What is Coliform

What is Coliform

 Coliforms are a group of bacteria commonly found in the environment, including soil, surface water, vegetation and the intestinal tracts of warm-blooded animals. Detection of coliforms is used as a general indicator of sanitary conditions in dairy production and processing environments. It sort of reminds one of the canary in the mine or the food taster for the king…there’s an allowable level of bacteria…but it’s not necessarily bad bacteria…although it could be depending on what kind of coliform. Here’s John Anderson, a Laboratory Evaluation Officer for the USDA who tests all kinds of dairy products. “The main 3 are those escherischias or the e-coli’s, the clepsiellas and then the enterobacters so there’s like 3 different groups. So they’re all in what we call the coliform group. What we’re looking for in there is growth, a pink colony and a gas bubble around it.”

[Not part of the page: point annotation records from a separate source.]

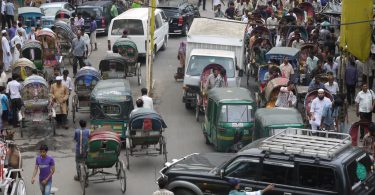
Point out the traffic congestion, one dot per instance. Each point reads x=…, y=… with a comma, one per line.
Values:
x=243, y=97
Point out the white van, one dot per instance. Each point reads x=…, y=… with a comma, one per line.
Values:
x=135, y=21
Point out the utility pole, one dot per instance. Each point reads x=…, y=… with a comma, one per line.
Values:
x=150, y=45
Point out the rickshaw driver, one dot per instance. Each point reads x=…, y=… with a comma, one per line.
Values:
x=316, y=109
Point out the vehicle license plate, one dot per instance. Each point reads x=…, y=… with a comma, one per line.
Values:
x=237, y=124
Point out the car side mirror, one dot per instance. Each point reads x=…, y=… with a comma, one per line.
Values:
x=240, y=73
x=221, y=172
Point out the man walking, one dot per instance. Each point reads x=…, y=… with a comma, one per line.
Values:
x=9, y=11
x=78, y=46
x=46, y=165
x=364, y=105
x=14, y=89
x=147, y=101
x=93, y=28
x=81, y=137
x=7, y=57
x=316, y=110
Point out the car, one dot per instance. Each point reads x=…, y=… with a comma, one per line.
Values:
x=180, y=15
x=49, y=10
x=101, y=11
x=135, y=21
x=296, y=162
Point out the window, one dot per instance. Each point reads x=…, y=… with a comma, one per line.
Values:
x=243, y=168
x=135, y=27
x=362, y=163
x=321, y=178
x=198, y=63
x=277, y=172
x=158, y=21
x=236, y=113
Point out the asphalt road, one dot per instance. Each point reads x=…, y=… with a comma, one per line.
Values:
x=183, y=135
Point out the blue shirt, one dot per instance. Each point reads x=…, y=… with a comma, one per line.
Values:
x=4, y=101
x=329, y=114
x=351, y=75
x=81, y=148
x=93, y=26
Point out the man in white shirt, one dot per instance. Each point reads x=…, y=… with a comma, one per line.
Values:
x=272, y=23
x=332, y=86
x=316, y=109
x=14, y=89
x=147, y=101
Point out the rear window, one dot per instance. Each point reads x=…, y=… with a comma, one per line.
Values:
x=134, y=27
x=359, y=169
x=89, y=12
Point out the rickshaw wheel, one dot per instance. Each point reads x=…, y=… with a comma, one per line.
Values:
x=127, y=148
x=21, y=187
x=122, y=177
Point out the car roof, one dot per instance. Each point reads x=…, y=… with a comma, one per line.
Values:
x=231, y=93
x=95, y=3
x=54, y=4
x=135, y=13
x=278, y=116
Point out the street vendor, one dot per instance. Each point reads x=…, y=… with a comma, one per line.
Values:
x=59, y=96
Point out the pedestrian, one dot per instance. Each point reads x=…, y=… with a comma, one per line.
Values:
x=14, y=91
x=9, y=11
x=286, y=97
x=81, y=137
x=230, y=11
x=351, y=79
x=7, y=57
x=46, y=166
x=3, y=15
x=86, y=39
x=364, y=106
x=331, y=66
x=162, y=183
x=93, y=27
x=316, y=109
x=330, y=116
x=4, y=106
x=218, y=12
x=332, y=86
x=59, y=96
x=369, y=141
x=286, y=69
x=78, y=45
x=114, y=11
x=236, y=188
x=147, y=101
x=79, y=22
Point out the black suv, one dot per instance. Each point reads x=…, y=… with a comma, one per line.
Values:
x=295, y=163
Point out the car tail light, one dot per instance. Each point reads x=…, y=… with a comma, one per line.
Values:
x=221, y=129
x=180, y=21
x=103, y=22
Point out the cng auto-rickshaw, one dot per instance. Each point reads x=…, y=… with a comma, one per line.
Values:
x=110, y=105
x=270, y=121
x=228, y=118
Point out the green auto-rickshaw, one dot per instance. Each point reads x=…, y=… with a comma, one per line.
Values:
x=228, y=117
x=270, y=121
x=110, y=105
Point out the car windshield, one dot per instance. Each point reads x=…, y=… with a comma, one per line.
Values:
x=236, y=113
x=50, y=11
x=198, y=63
x=89, y=12
x=134, y=27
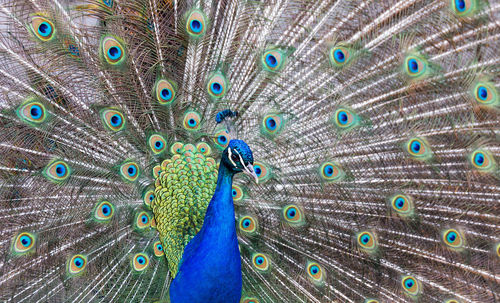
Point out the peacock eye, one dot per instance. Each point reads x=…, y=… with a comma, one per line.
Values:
x=234, y=157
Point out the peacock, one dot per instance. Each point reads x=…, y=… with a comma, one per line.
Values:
x=248, y=151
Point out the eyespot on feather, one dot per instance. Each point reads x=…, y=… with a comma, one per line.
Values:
x=482, y=160
x=418, y=149
x=237, y=193
x=204, y=148
x=261, y=262
x=140, y=262
x=293, y=215
x=129, y=171
x=273, y=60
x=401, y=204
x=158, y=249
x=104, y=211
x=148, y=197
x=464, y=8
x=221, y=139
x=113, y=51
x=42, y=28
x=345, y=119
x=76, y=265
x=217, y=85
x=57, y=171
x=32, y=112
x=315, y=273
x=367, y=241
x=142, y=220
x=157, y=144
x=165, y=91
x=453, y=238
x=410, y=285
x=23, y=243
x=416, y=67
x=176, y=148
x=112, y=119
x=192, y=121
x=340, y=55
x=248, y=224
x=331, y=172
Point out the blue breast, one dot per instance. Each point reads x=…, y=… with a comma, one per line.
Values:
x=210, y=269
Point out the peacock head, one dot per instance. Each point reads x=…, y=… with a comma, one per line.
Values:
x=237, y=157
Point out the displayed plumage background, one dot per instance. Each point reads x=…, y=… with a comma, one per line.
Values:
x=376, y=129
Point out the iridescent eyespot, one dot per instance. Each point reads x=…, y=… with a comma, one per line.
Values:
x=192, y=121
x=415, y=67
x=112, y=119
x=221, y=139
x=367, y=241
x=140, y=262
x=217, y=85
x=485, y=93
x=204, y=148
x=463, y=8
x=165, y=91
x=23, y=243
x=104, y=211
x=158, y=249
x=157, y=144
x=402, y=205
x=129, y=171
x=271, y=125
x=57, y=171
x=340, y=56
x=142, y=220
x=410, y=285
x=76, y=265
x=418, y=149
x=482, y=160
x=273, y=60
x=176, y=148
x=453, y=238
x=261, y=262
x=262, y=171
x=315, y=273
x=148, y=197
x=196, y=23
x=248, y=224
x=108, y=3
x=237, y=193
x=293, y=215
x=345, y=119
x=32, y=112
x=43, y=28
x=331, y=172
x=113, y=50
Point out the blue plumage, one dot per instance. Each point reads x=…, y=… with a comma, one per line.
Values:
x=210, y=269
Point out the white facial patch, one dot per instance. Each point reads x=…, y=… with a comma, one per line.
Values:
x=230, y=156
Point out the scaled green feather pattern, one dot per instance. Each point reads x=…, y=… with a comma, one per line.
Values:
x=183, y=190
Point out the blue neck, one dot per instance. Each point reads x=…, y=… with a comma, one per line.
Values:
x=211, y=266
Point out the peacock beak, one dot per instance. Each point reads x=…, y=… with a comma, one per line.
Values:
x=248, y=170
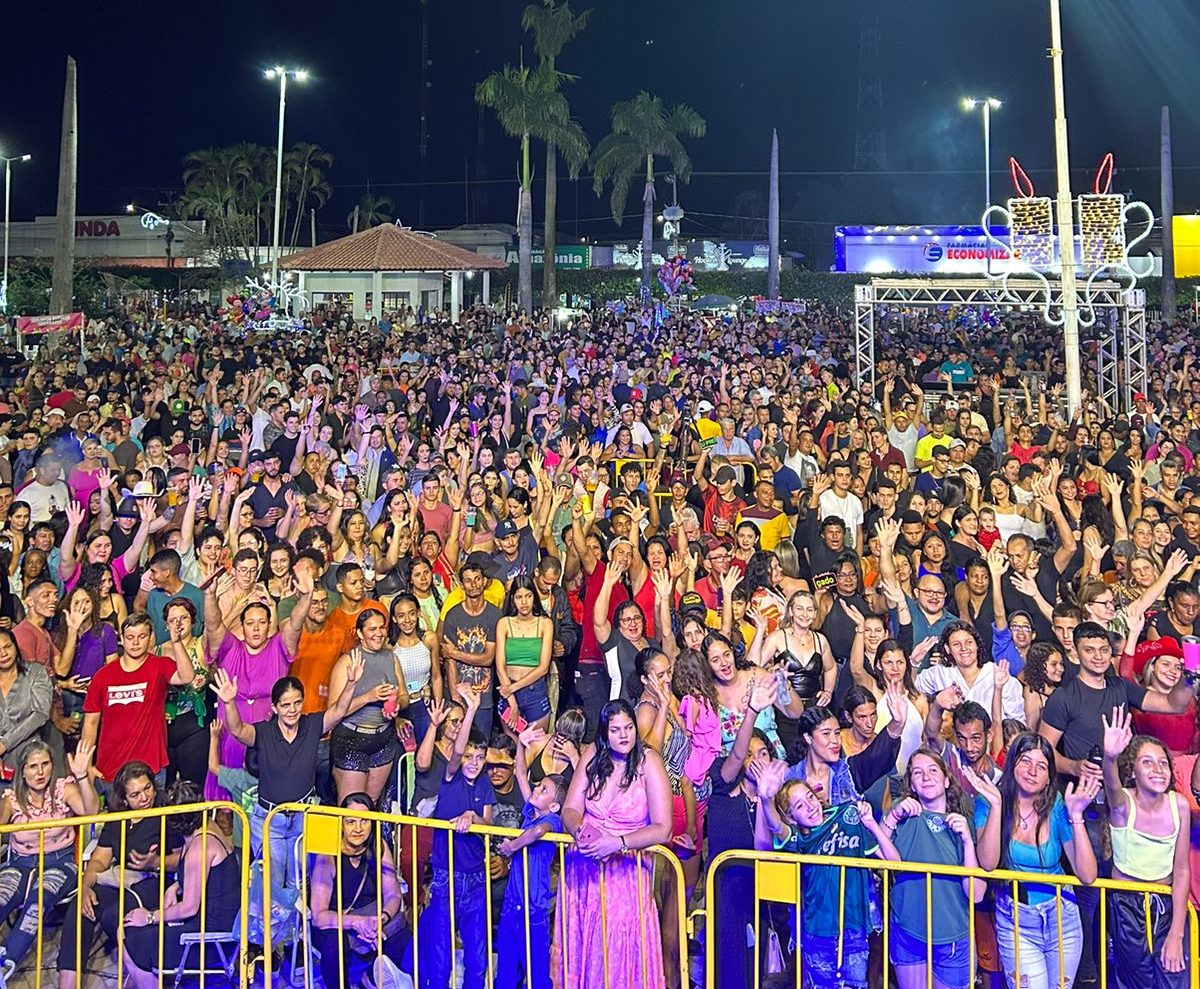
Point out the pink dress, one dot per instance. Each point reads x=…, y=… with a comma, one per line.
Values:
x=609, y=903
x=256, y=677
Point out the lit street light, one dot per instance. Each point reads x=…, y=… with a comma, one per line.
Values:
x=282, y=73
x=7, y=160
x=1066, y=219
x=989, y=103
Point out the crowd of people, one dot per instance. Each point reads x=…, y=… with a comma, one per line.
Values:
x=641, y=583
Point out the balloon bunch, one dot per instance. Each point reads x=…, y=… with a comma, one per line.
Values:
x=675, y=275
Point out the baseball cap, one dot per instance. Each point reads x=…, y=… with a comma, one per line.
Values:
x=498, y=757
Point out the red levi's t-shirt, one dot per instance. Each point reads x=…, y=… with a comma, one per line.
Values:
x=132, y=713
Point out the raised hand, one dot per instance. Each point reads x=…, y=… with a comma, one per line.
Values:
x=1079, y=796
x=76, y=514
x=763, y=691
x=226, y=687
x=79, y=761
x=898, y=705
x=1117, y=732
x=949, y=697
x=888, y=531
x=982, y=787
x=997, y=562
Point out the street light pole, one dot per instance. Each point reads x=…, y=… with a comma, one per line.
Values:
x=989, y=103
x=7, y=205
x=299, y=75
x=1066, y=219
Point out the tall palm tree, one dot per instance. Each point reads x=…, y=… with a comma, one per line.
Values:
x=304, y=175
x=529, y=106
x=643, y=129
x=372, y=210
x=552, y=27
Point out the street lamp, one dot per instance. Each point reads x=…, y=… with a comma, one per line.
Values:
x=7, y=160
x=282, y=73
x=989, y=103
x=1066, y=219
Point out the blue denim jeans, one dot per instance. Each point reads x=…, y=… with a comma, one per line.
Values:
x=436, y=939
x=19, y=885
x=286, y=828
x=1043, y=947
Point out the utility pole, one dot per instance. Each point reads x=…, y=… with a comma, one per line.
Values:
x=63, y=280
x=1066, y=217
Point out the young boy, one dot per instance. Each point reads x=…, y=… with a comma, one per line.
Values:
x=467, y=798
x=544, y=803
x=834, y=948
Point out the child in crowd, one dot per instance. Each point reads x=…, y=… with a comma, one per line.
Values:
x=523, y=942
x=833, y=948
x=466, y=798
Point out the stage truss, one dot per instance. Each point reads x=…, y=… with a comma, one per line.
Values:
x=1120, y=321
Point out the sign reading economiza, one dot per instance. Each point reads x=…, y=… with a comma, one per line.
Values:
x=918, y=250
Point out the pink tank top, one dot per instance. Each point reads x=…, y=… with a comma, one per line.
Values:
x=54, y=809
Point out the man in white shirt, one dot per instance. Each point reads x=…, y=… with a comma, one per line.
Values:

 At first take, this whole picture doesn’t seem pretty until Officer Anderson goes on to explain: “They help our digestion. They’re a normal ruminant, just a normal bacteria in your guts. Just about anybody you can think of is gonna have coliforms of some kind as well as a ton of other kinds of bacteria. It’s a big bad world inside your gut.”

 And by the way, we’re not picking on the dairy industry.  (Anderson) “Dairy is the most heavily regulated food out there.”